First and foremost, you must stop spending more than you can afford. Surely a common sense principal but not followed by millions of Americans.
Next, stop making your payments late. Late payments show up on your credit report as 30, 60, 90 and 120 plus days late and each time this happens it goes into the formula for calculating your credit score and results in a lower score.
If your debt has gotten out of control you need to seek credit counseling or even bankruptcy. Neither is a bed or roses but if you're to that point your need to bite the bullet, humble yourself and take the plunge. If you can't make the payments and the interest rates on your credit cards has already been raised to 20 or 25 percent these may be your only options.
Setup a budget or your monthly expenses and keep track of everything. If you don't know how much it costs to live each month compared to your income you'll never get your financial house in order. Once this is done take a look at where you can cut back. Hey, nobody said this would be easy but once you make a few changes, exercise a bit of financial restraint you'll be amazed at how much additional cash you can free up each month to pay down your bills.
Another key ingredient to remember is that regardless of how bad your credit has gotten it doesn't take the 5, 7 or even 10 years like you always hear about to fix it. Follow this simple advice and within 2 years you can have your credit back to good or even very good. Of course, a prerequisite is that you get your current bills under control.

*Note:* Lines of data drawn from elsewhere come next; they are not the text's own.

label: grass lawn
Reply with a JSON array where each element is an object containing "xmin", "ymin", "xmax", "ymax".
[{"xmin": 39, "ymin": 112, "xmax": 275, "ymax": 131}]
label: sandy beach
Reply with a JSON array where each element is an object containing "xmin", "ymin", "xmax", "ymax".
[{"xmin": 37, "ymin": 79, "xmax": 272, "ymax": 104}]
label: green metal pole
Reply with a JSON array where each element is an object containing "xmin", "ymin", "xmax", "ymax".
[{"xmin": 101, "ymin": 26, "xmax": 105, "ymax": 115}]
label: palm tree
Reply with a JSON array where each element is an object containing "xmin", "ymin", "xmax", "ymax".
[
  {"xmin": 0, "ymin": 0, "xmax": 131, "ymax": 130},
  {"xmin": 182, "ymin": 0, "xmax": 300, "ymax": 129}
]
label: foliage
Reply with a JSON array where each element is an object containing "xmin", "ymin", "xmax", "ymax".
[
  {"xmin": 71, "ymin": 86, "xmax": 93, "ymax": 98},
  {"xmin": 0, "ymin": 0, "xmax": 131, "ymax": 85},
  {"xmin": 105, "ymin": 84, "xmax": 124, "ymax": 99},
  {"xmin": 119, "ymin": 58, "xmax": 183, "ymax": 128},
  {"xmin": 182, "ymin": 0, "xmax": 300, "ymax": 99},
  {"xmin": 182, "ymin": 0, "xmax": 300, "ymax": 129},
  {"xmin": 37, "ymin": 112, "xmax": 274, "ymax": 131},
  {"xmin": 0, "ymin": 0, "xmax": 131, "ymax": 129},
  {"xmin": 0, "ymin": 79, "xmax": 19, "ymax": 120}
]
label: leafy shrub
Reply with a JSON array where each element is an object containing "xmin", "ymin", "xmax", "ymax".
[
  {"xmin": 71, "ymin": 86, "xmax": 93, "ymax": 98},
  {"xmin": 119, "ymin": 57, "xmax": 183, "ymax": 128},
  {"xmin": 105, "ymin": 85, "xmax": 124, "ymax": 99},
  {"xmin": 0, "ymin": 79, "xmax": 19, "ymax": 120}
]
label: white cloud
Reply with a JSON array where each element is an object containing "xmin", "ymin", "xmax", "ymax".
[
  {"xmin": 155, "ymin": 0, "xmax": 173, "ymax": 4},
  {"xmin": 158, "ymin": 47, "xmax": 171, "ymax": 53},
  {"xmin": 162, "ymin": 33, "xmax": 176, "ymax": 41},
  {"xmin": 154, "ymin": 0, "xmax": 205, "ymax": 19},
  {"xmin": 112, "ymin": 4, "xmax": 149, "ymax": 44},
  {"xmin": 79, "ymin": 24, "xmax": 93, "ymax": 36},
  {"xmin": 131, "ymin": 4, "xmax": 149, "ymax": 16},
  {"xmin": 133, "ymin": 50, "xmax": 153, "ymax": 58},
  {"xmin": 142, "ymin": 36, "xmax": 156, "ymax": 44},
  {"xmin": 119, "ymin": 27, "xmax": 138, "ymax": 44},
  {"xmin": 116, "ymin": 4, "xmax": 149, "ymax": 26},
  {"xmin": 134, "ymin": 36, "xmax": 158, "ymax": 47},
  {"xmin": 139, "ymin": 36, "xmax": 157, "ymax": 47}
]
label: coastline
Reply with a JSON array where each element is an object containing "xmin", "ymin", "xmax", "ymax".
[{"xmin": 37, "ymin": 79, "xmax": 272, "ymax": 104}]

Ok, all you need is two credit cards. Use one to buy groceries, the other to buy gas and then pay them off at the end of each month. Simply switch between the two for “emergency" purchases but always try to pay them off at the end of each month or keep a very low balance. Use cash to buy everything else. You only need two credit cards or what the credit industry calls “trade lines" paid on time and preferably paid in full each month to really raise your credit score. So follow the two credit card rule above and even if you just had a bankruptcy or you've gone through credit counseling, within a few short years you can have your credit score back to where it no longer hurts.
Last but not least, get a copy of your credit report from the 3 major credit reporting agencies: Experian, TransUnion and Equifax and then take a close look at them to make sure they are correct. Many people who have gone through credit problems have credit reports that haven't been updated correctly to reflect their current status with creditors, even after they've paid off bills or made special arrangements with their creditors. The bad information can be on their reports for years hurting their credit score, so make sure you get a copy of credit report after you've done your part in putting your financial house in order. You can simply type in the name of the above credit reporting companies in any of the major search engines to find their home pages.
Better yet, go down to your local bank or mortgage company and apply for a loan (even if you're not interested at this time in getting a loan) and ask them for a copy or your credit report (after your initial meeting and they've called you back). However, make sure it's a tri-merge credit report, which includes information from all 3 credit reporting agencies or your credit report won't be accurate.